A superior ternary Z-scheme photocatalyst of Bi/Black Phosphorus nanosheets/P-doped BiOCl containing interfacial P–P bond and metallic mediator for H2O2 production and RhB degradation

Photocatalytic performance is significantly influenced by the efficiency of photogenerated electron-hole pairs separation and transfer. In this paper, rational designed Z-scheme Bi/Black Phosphorus Nanosheets/P-doped BiOCl (Bi/BPNs/P–BiOCl) nanoflower photocatalyst was synthesized by a facile in-situ reduction process. The interfacial P–P bond between Black phosphorus nanosheets (BPNs) and P-doped BiOCl (P–BiOCl) was investigated by the XPS spectrum. The Bi/BPNs/P–BiOCl photocatalysts exhibited enhanced photocatalytic performance for H2O2 production and RhB degradation.

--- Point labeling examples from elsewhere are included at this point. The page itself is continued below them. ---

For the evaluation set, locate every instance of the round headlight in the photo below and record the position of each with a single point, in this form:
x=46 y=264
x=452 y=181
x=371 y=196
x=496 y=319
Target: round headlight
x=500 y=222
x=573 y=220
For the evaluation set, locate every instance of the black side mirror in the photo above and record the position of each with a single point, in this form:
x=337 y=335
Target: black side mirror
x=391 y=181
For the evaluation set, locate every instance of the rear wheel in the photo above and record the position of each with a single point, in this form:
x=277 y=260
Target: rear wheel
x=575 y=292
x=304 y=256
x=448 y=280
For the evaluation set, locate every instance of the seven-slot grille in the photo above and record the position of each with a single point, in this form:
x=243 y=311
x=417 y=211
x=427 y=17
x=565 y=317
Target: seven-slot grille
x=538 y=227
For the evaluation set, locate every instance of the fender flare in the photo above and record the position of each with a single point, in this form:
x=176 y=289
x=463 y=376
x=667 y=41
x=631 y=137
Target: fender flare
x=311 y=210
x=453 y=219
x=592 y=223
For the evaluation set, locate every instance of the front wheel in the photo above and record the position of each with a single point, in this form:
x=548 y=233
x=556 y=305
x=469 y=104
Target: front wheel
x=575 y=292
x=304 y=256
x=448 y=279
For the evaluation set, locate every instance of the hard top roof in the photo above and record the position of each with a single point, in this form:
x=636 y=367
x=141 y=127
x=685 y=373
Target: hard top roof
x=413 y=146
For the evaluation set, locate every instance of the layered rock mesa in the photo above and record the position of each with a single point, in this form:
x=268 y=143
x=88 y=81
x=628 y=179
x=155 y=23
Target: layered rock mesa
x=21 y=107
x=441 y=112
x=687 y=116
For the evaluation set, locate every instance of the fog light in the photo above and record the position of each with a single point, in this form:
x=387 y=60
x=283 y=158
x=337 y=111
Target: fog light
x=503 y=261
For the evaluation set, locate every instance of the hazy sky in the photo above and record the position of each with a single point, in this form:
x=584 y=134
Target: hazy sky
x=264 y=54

The optimally modified photocatalyst (Bi/BPNs/P–BiOCl-20) showed an excellent photocatalytic H2O2 generation rate of 4.92 mM/h and RhB degradation rate of 0.1169 min−1 under simulated sunlight irradiation, which was 1.79 times and 1.25 times greater than the P–P bond free Bi/BPNs/BiOCl-20. The mechanism was investigated through charge transfer route, radical capture experiments, and band gap structure analysis, indicating that the formation of Z-scheme heterojunctions and interfacial P–P bond not only enhances the redox potential of the photocatalyst but also facilitates the separation and migration of photogenerated electrons-holes. This work might provide a promising strategy for constructing Z-scheme 2D composite photocatalysts combining interfacial heterojunction and elemental doping engineering for efficient photocatalytic H2O2 production and organic dye pollutant degradation.